Motor-Guru Indra spricht Klartext über E-Mobilität

Motor
27.01.2017 06:00

Zum Abschuss freigegeben: Befeuert vom VW-Skandal kritisieren Politiker in den USA und Europa den Verbrennungsmotor heftig, wollen ihn zum Auslaufmodell machen. Die Lösung sei die Elektromobilität - doch die Verkaufszahlen der E-Mobile verharren trotz zahlreicher Subventionen auf einem äußerst niedrigen Niveau. Der Wiener Professor Dr.
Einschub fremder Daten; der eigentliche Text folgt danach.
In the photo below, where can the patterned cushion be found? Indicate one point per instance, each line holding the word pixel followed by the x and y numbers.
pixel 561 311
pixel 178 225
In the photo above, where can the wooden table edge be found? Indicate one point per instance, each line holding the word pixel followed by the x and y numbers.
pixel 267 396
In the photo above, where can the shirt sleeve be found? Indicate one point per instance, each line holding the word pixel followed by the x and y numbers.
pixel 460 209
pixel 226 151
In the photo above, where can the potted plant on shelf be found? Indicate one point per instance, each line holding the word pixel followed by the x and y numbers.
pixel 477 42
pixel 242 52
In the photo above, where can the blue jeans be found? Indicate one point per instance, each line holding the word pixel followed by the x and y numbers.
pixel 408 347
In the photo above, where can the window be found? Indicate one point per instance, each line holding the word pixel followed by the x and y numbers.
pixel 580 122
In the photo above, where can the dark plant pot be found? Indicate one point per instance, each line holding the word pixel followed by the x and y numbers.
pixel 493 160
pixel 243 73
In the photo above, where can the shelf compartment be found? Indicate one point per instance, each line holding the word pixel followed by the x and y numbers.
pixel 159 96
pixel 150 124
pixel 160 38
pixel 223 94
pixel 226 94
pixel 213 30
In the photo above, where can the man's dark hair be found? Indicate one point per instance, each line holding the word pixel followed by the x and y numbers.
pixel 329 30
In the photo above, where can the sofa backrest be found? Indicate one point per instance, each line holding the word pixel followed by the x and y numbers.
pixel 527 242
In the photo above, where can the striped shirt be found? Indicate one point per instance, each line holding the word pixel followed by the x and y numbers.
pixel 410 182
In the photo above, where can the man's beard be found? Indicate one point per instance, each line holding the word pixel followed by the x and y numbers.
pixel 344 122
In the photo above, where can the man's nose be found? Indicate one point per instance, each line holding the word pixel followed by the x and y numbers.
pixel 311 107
Friedrich Indra, einst bei BMW Alpina, Audi, Opel und GM für die Motorenentwicklung zuständig und heute in Forschung und Lehre sowie als Berater tätig, ist sich sicher, dass die Verbrenner noch eine große Zukunft haben.

(Bild: kmm)

"Krone": Professor Indra, geht dem Verbrennungsmotor der Sprit aus?
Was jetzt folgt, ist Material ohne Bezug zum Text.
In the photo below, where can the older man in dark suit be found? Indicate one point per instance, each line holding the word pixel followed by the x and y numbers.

Friedrich Indra: Nein. Auch jüngst wurden viele neue Motoren präsentiert; die Fortschritte sind nach wie vor sehr beachtlich, beim Otto- und beim Dieselmotor. Die Motoren werden bei immer mehr Leistung immer sparsamer. Den Ingenieuren gehen die Ideen nicht aus. Die finale Lösung sind neue CO2-neutrale synthetische Kraftstoffe. Diese benötigen für die Herstellung so viel CO2, wie dann im Betrieb wieder freigesetzt wird. Damit ist das Auto mit Verbrennungsmotor sauber.

Diese Erkenntnis scheint sich noch nicht bis in die Politik herumgesprochen zu haben. Die will den Verbrenner abschaffen.

So unglaublich das ist: Das ist inzwischen leider eine reale Gefahr. Dabei löst das Elektroauto kein einziges Umweltproblem und leistet keinen Beitrag zum Klimaschutz. Während die Politik es nicht verstehen will, ist die Autoindustrie offenbar nicht imstande, mit einer Sprache zu sprechen, obwohl man das Thema ganz einfach erklären kann. Warum kann die deutsche Industrie nicht tun, was Toyota vormacht? Dort sagt man klipp und klar: Wir machen nicht mit, weil man damit kein Geld verdienen kann, die Energiebilanz schlecht ist und eine baldige Lösung nicht in Sicht ist. Aber die deutsche Bundesregierung hat eben zur Förderung dieser Technik 13 Milliarden Euro unter die Auto- und Batteriehersteller gestreut, und ich habe oft den Eindruck, dass das eine Art Schweigegeld ist.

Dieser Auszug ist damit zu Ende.